Associated Newspapers, the parent company of the Daily Mail, said that it planned to appeal the judgment. It had argued that there could be no expectation of privacy given that Weller had discussed the children in interviews and his wife had shared some information on social media. In addition Weller's daughter, Dylan, who was 16 at the time that the photographs were taken, had "modelled for Teen Vogue", it said in a statement.
In its judgment, the High Court first had to establish whether the claim for misuse of private information was valid. If so, it could also uphold the claim for infringement of the DPA. Once it had proved that the Weller family had a reasonable expectation of privacy, the court then had to decide "how the balance should be struck as between the individual's right to privacy on the one hand and the publisher's right to publish on the other". Although it was lawful to take and publish the photographs in California, the court said that this did not prevent the family from "having a reasonable expectation of privacy in relation to their publication in this jurisdiction".
The judge then went on to consider what damages should be awarded to the children, including whether it was appropriate to award "aggravated" damages given the circumstances of the case. Under the DPA, an individual can seek compensation from the data controller for damage caused by the processing of personal data in breach of an obligation found in the Act. If damage is caused, the compensation can take account of any associated distress.

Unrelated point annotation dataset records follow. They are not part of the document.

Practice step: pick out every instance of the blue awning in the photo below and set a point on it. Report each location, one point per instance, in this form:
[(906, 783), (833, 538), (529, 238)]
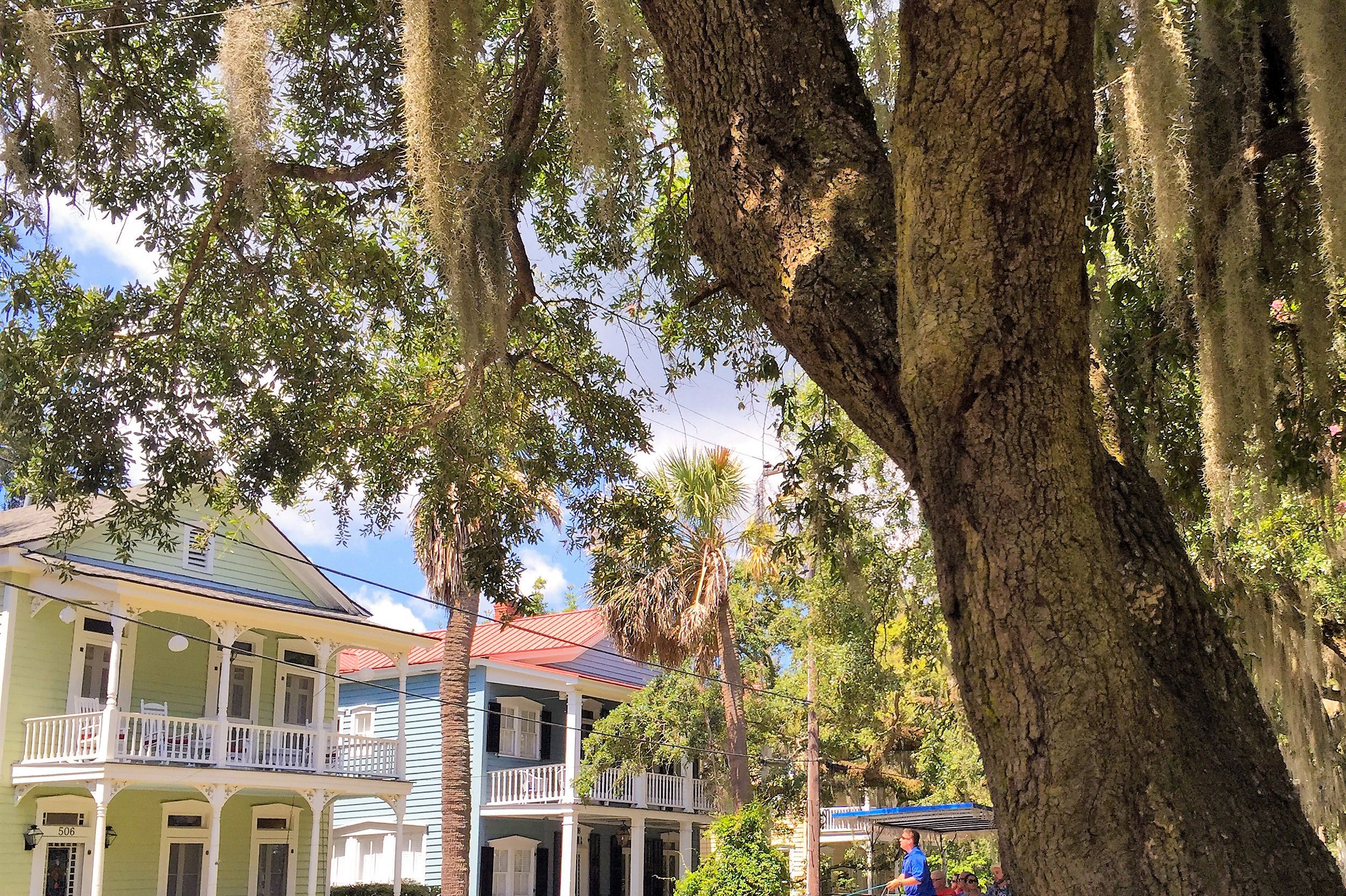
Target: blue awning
[(954, 819)]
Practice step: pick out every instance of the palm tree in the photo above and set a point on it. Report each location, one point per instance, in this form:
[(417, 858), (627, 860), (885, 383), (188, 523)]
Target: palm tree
[(665, 591), (443, 539)]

Ultimately, the three children were awarded a total of £10,000 damages for misuse of private information, based on the publication of their facial features and the actual immediate embarrassment suffered by Dylan. However, aggravated damages were not considered appropriate. The judge did not grant an injunction against Mail Online as there was no evidence to suggest that it would publish the photographs again.
"There have been a few judgments outside of the media landscape, but it is still very difficult for claimants to establish that they have suffered an actual loss," said privacy law expert Lore Leitner of Pinsent Masons, the law firm behind Out-Law.com. "The idea here is that it is conceivable that outside the media context businesses could be exposed to liability for misuse of personal data, as opposed to merely regulatory fines. Assessing damage, however, is difficult for claimants."
"If damage is caused, the compensation can take account of any associated distress. Compensation for distress alone is possible in relation to the special purposes of journalism, art or literature. However, in certain situations, these purposes will be exempt from the Act and the right to compensation cannot be exercised. The scope of this exemption was discussed in the Naomi Campbell case, where it was decided that the exemption for journalistic material applied and Campbell's claim for compensation failed. The opposite was true in the Hello! case, where Michael Douglas and Catherine Zeta-Jones were awarded £14,600," she said.